NMR studies on the structure of some cyclic and linear antagonists of luteinizing hormone‐releasing hormone (LHRH)

Abstract

The structure of cyclic antagonists of luteinizing hormone-releasing hormone (LHRH), Ac-D-Phe(p-Cl)1-D-Phe(p-Cl)2-D-Trp3-Ser4-c(Asp5-D-Arg6-Leu7- Lys8)-Pro9- D-Ala10-NH2 (I), Ac-D-Phe(p-Cl)1-D-Phe(p-Cl)2-D-Trp3-Ser4-c(Glu5-D-Arg6-Leu7- Lys8)-Pro9-D-Ala10-NH2 (II) and their linear analogues, Ac-D-Phe(p-Cl)1-D- Phe(p-Cl)2-D-Trp3-Ser4-Asp5-D-Arg6-Leu7-Lys8-Pro9-D-++ +Ala10-NH2 (III) and Ac-D-Phe(p-Cl)1-D-Phe(p-Cl)2-D-Trp3-Ser4-Glu5-D-Arg6-Leu7-++ +Lys8-Pro9-D-Ala10-NH2 (IV), have been studied by NMR spectroscopy.
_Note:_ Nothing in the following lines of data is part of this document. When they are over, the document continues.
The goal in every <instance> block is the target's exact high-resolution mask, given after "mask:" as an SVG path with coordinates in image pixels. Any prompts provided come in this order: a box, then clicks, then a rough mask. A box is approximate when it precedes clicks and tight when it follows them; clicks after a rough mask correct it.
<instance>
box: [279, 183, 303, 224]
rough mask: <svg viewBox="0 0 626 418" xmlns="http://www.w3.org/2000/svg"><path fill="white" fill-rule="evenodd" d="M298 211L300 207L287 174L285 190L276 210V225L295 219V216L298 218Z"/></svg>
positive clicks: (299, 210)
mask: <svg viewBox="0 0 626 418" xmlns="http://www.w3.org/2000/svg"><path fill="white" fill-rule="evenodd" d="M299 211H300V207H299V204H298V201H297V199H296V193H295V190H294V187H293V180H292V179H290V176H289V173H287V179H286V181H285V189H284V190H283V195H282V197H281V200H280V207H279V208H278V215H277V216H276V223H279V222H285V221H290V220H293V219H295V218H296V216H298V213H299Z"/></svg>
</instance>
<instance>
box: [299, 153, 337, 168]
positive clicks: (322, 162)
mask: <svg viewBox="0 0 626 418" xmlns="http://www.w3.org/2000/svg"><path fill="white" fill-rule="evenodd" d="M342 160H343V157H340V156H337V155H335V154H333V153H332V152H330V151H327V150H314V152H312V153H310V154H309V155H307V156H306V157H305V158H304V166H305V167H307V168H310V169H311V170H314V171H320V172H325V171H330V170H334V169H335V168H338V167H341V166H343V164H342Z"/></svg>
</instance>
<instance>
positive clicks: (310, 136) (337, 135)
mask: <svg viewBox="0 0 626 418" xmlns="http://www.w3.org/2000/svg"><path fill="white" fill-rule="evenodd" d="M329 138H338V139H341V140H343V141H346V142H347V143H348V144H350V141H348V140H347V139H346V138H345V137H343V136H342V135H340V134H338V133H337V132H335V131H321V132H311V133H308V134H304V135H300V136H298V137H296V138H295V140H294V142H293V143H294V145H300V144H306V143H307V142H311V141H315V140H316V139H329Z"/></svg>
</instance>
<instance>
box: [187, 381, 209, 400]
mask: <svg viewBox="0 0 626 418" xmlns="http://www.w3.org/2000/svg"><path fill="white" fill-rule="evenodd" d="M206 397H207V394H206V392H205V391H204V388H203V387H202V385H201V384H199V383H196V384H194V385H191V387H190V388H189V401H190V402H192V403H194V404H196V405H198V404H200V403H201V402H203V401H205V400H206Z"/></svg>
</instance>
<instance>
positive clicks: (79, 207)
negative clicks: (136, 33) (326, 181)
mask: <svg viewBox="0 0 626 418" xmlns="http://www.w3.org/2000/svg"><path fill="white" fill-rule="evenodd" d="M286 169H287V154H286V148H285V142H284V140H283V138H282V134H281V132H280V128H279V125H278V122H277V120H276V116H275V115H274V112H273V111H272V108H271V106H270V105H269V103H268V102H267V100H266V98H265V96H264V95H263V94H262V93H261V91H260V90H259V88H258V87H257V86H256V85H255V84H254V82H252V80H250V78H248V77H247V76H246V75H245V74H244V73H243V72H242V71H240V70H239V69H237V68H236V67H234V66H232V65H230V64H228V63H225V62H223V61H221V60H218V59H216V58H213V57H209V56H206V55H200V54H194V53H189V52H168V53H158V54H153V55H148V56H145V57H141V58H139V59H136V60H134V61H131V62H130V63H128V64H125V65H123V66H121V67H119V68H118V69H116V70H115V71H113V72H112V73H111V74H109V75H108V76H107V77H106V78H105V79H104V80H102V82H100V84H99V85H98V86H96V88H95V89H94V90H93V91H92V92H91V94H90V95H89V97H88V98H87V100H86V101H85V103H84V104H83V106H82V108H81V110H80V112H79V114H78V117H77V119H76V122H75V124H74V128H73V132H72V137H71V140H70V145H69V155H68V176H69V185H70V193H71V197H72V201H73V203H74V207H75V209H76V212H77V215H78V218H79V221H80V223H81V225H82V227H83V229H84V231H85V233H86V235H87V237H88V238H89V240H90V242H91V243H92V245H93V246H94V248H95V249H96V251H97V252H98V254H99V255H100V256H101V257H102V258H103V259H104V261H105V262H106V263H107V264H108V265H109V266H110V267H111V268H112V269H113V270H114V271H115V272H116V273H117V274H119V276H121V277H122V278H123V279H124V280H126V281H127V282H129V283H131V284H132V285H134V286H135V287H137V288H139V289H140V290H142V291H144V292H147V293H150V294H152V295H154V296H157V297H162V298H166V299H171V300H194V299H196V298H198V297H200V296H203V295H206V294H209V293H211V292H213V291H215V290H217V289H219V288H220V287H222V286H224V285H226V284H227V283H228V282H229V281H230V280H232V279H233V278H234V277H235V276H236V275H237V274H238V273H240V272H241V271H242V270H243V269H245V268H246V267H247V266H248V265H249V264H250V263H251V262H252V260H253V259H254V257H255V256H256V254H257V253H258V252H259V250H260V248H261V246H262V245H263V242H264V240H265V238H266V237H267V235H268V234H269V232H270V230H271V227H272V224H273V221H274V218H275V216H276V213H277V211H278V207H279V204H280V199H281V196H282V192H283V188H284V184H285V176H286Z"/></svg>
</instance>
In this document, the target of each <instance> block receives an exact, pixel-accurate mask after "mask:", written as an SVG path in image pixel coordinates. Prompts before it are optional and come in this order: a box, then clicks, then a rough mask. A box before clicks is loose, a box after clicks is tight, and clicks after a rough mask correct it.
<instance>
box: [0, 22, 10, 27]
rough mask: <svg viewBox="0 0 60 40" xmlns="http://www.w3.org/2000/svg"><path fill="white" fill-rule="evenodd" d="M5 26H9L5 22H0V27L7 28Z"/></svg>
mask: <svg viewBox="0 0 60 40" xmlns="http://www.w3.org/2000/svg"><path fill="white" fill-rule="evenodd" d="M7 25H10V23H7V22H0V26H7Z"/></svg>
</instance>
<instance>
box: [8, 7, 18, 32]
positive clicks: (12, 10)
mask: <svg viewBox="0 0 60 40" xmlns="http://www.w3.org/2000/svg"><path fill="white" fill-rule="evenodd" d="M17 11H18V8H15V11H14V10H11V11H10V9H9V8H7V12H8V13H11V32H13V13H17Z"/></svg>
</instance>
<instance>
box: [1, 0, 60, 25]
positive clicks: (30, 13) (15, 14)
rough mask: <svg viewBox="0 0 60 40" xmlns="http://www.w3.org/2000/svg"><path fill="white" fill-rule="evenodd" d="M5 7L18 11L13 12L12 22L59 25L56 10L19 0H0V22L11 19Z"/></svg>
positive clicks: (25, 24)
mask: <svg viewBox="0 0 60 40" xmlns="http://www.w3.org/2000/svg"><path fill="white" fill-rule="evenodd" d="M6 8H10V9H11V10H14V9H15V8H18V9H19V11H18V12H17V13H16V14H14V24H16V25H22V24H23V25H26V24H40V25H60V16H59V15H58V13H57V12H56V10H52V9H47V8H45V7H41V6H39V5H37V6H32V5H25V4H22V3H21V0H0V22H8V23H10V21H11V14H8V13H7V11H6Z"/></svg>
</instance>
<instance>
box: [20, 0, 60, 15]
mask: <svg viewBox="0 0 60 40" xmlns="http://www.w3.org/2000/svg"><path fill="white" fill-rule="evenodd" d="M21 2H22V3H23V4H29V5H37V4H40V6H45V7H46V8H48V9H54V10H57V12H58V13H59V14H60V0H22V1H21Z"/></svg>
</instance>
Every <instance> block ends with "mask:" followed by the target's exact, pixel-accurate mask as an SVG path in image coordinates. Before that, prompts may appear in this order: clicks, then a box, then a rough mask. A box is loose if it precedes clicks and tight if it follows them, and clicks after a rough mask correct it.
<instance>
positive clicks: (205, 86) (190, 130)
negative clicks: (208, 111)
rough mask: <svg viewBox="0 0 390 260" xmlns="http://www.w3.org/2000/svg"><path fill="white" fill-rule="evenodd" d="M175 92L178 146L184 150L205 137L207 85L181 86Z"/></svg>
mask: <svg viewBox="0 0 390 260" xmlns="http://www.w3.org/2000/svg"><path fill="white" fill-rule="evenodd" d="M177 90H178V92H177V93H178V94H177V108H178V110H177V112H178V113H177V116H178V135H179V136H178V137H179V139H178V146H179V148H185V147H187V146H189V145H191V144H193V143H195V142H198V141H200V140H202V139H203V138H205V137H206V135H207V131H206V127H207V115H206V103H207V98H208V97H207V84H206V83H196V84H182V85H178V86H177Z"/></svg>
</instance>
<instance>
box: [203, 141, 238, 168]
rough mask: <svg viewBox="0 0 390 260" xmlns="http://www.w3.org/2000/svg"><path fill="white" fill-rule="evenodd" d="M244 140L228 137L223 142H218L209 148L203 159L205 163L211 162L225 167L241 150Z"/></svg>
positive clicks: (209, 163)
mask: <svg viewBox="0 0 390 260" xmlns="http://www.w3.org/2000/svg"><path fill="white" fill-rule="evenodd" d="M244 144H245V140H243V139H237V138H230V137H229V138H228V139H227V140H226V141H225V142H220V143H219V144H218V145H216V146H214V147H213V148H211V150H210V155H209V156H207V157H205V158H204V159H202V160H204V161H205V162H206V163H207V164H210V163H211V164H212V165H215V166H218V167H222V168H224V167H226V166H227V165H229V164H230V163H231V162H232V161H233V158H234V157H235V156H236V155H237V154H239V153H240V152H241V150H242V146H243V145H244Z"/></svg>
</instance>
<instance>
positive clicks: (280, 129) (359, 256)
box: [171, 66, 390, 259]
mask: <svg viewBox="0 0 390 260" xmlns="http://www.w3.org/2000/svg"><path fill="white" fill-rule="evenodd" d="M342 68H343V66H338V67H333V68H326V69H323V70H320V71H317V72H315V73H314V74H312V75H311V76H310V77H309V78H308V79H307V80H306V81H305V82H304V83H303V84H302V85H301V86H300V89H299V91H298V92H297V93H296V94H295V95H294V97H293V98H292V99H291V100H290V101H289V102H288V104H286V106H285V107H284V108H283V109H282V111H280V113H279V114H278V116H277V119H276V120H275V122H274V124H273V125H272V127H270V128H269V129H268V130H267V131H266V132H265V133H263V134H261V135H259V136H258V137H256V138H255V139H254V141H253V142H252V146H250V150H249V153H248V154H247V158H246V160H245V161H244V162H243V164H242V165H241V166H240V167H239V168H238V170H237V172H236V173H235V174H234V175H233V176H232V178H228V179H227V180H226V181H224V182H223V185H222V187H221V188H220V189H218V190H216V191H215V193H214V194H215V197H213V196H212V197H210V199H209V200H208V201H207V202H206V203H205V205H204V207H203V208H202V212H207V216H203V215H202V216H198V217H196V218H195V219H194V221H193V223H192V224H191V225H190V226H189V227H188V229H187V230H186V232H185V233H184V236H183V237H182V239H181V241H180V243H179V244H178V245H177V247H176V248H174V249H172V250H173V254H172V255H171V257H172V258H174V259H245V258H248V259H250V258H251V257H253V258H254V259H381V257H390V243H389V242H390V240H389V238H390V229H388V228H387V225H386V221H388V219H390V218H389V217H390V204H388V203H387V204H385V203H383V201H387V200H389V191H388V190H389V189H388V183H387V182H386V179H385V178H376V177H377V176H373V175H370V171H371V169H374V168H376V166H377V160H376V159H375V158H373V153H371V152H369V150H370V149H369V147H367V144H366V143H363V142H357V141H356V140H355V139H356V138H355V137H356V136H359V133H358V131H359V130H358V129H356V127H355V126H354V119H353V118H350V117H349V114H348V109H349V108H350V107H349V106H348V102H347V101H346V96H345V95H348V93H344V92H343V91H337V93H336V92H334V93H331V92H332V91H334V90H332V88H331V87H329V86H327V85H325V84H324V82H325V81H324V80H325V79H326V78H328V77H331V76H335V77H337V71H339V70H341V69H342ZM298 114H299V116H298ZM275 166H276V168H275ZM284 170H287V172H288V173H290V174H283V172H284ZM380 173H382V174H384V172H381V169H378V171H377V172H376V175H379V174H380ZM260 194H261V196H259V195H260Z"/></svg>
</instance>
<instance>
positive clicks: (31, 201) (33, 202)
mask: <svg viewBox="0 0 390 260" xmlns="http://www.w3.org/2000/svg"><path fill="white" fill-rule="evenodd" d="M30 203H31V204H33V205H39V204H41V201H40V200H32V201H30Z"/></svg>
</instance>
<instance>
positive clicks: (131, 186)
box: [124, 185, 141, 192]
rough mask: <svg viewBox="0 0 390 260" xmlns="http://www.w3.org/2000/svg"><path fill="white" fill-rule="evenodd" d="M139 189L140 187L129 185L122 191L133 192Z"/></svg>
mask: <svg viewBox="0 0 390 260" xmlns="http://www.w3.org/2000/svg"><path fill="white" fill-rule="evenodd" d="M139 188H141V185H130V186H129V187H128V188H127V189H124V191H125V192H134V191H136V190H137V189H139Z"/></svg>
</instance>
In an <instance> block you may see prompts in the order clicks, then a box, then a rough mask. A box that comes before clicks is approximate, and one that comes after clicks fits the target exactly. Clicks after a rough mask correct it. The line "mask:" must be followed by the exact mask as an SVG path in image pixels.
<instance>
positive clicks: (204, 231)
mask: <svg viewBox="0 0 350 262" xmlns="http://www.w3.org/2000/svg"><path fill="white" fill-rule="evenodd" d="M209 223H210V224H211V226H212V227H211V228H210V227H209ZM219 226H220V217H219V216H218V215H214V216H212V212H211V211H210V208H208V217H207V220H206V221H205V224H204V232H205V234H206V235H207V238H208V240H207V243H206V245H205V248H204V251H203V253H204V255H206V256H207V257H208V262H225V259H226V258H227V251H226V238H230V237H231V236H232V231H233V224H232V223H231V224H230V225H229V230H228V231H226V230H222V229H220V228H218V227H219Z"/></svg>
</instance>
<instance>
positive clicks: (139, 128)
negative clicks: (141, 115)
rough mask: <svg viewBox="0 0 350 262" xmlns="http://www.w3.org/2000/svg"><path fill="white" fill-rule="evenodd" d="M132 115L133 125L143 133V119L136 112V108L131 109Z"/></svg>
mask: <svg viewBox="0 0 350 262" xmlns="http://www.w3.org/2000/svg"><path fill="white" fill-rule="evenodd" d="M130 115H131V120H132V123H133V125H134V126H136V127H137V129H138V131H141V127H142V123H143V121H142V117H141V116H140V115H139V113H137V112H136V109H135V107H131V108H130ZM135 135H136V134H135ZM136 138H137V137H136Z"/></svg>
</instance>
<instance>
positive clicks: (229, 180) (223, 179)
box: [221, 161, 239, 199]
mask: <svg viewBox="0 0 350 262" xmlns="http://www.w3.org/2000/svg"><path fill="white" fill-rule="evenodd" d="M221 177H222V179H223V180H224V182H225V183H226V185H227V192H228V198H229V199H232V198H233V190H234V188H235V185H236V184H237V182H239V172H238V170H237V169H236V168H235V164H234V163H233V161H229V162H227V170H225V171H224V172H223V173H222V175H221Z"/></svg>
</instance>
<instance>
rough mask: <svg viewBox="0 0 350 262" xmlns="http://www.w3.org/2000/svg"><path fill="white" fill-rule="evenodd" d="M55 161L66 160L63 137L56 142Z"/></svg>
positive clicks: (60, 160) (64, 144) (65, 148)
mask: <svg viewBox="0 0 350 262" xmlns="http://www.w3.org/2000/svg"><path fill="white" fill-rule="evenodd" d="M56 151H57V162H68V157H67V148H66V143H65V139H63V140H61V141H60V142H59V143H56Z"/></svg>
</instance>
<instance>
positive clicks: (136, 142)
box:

The cyclic peptides I and II are more potent antagonists than the corresponding linear peptides in an in vivo assay. All the peptides show propensity of an unusual type II' beta-turn involving residues 3-6. Cyclic analogues also show some additional structure around residues 7 and 8 which is absent in the linear peptides. This additional structure in the cyclic peptides may be due to a minor conformation with a beta-turn between residues 5 and 8.